Esta pregunta tiene tantas facetas que voy a tener que disgre­garla y responder a ella de un modo más bien deshilvanado. En pri­mer lugar, permítame una breve digresión acerca del lugar que ocupan en nuestro pensamiento Marx y el marxismo. Adam Smith tuvo ideas geniales, y La riqueza de las naciones se convirtió en la Biblia del capitalismo ascendente durante todo un siglo y en más de un país. Hoy, los cambios sufridos por el marco económico han invalidado algunos de sus postulados y han modificado nuestra opi­nión acerca de algunas de sus predicciones y aseveraciones. Karl Marx tuvo ideas aún más geniales; no sólo previó y analizó el inmi­nente declive del capitalismo, sino que nos ofreció unos instrumen­tos de pensamiento completamente nuevos, que nos permitirían des­cubrir los orígenes del comportamiento social. Pero, desde la época en que escribió, han sucedido tantas cosas…; y las tendencias recientes, si bien han confirmado la validez de sus análisis, también han proyectado serias dudas acerca de sus pronósticos. Admitir tales dudas, e investigarlas, no significa descalificar a Marx. Lo que sí parece incompatible con el espíritu del marxismo son las ingeniosas tentativas escolásticas -como las que a veces he visto en la New Left Review- de adaptar los textos marxistas a condiciones y pro­blemas que Marx no tuvo en consideración, y que tampoco podía prever. Lo que yo quisiera encontrar en los intelectuales marxistas es menos análisis abstracto de textos marxistas y más aplicación de los métodos marxistas al examen de las condiciones sociales y eco­nómicas que diferencian nuestra época de la suya.

Usted me pregunta acerca de las perspectivas de una ruptura favorable a una sociedad socialista o marxista en la URSS y en Occidente. Se trata de dos problemas absolutamente distintos. La Revolución rusa derrocó el antiguo orden y enarboló la bandera del marxismo. Pero allí no se daban las premisas de marxismo y, por tanto, no cabía esperar alcanzar las perspectivas marxistas.

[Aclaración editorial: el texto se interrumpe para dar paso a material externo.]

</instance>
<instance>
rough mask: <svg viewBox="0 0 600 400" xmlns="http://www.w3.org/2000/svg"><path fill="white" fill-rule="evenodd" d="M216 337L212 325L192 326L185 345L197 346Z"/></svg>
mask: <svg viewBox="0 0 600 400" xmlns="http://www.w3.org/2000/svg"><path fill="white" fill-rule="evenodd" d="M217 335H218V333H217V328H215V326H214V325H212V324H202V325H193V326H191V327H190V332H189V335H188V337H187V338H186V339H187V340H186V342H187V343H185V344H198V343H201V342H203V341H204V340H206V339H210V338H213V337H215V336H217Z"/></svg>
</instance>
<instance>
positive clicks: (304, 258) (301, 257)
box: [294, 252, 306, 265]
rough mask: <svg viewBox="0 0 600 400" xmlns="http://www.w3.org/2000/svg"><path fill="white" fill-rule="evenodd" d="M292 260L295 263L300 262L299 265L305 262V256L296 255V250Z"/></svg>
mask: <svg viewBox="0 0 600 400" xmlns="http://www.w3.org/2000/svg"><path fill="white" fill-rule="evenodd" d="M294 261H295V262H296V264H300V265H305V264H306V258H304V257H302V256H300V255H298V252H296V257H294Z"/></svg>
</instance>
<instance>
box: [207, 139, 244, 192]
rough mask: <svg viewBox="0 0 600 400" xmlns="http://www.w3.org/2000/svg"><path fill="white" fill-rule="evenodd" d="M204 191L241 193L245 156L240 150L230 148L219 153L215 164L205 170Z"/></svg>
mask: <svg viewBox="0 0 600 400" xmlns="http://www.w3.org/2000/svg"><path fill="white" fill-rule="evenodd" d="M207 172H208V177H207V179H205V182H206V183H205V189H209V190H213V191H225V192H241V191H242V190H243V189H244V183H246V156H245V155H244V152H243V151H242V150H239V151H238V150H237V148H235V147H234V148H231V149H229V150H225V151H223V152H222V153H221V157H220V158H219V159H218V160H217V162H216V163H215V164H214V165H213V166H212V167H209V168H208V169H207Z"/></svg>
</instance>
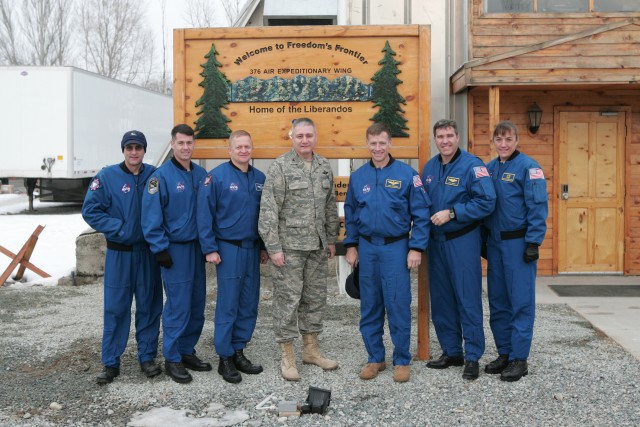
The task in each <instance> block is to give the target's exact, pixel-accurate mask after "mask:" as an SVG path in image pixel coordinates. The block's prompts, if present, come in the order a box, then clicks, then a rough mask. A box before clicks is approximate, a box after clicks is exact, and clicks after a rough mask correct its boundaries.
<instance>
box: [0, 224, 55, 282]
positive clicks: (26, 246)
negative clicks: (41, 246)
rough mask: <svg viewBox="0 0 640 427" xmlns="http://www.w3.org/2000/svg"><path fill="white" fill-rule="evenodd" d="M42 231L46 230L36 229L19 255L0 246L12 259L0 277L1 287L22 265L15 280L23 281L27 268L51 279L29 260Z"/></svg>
mask: <svg viewBox="0 0 640 427" xmlns="http://www.w3.org/2000/svg"><path fill="white" fill-rule="evenodd" d="M42 230H44V226H43V225H39V226H37V227H36V229H35V230H34V231H33V233H31V236H30V237H29V239H28V240H27V241H26V242H25V244H24V245H23V246H22V248H21V249H20V251H19V252H18V253H17V254H14V253H13V252H11V251H10V250H8V249H7V248H5V247H3V246H0V252H1V253H3V254H5V255H6V256H8V257H9V258H11V263H9V266H8V267H7V268H6V269H5V270H4V272H3V273H2V276H0V286H2V285H4V282H6V281H7V279H8V278H9V276H10V275H11V272H12V271H13V269H14V268H16V267H17V266H18V265H20V268H18V273H16V275H15V276H14V279H15V280H20V279H22V276H23V275H24V272H25V269H27V268H28V269H29V270H32V271H33V272H35V273H37V274H39V275H40V276H41V277H51V276H50V275H49V274H47V273H45V272H44V271H43V270H41V269H39V268H38V267H36V266H35V265H33V264H31V263H30V262H29V259H30V258H31V254H32V253H33V249H34V248H35V246H36V243H37V242H38V236H40V233H42Z"/></svg>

El redu­cidísimo proletariado ruso, casi sin instrucción, en poco se parecía al proletariado que Marx imaginó que sería el portaestandarte de la revolución, y no estaba a la altura del papel que se le había atribuido en el esquema marxista. Lenin, en uno de sus últimos ensayos, deploraba la escasez de «proletarios genuinos» y subrayaba con amar­gura que Marx había escrito, «no sobre Rusia, sino sobre el capita­lismo en general». La dictadura del proletariado, dejando al margen lo que pudiera interpretar con esta frase, era como levantar un casti­llo en el aire. Lo que Trotsky denominaba «substituismo», la substi­tución del proletariado por el partido, era inevitable, dando como resultado, a través de lentos estadios, el crecimiento de una buro­cracia privilegiada, el divorcio de la dirección y las masas, la tiranía sobre los obreros y los campesinos, y los campos de concentración. En cambio, también se hizo algo que no se había hecho en Occi­dente. El capitalismo había sido desmantelado y substituido por la producción y distribución planificada, y, si bien es muy cierto que el socialismo aún está por realizar, sí que se han creado, aunque sea imperfectamente, algunas de las condiciones para su realización. El proletariado ha aumentado enormemente sus contingentes, y su nivel de vida, salud y educación han mejorado notablemente. Si uno deja­ra volar su imaginación, podría soñar en que llegará un día en que ese nuevo proletariado tomará sobre sí la responsabilidad que sus predecesores, más débiles, no pudieron llevar sesenta años atrás, y caminar hacia el socialismo. Personalmente no tengo por costumbre complacerme en tales especulaciones. La historia raramente produce unas soluciones tan perfectas, teóricamente. La sociedad soviética aún está avanzando. Pero a qué fines, y si el resto del mundo le permitirá proseguir su avance sin ser perturbada, eso es algo a lo que yo no trato de responder.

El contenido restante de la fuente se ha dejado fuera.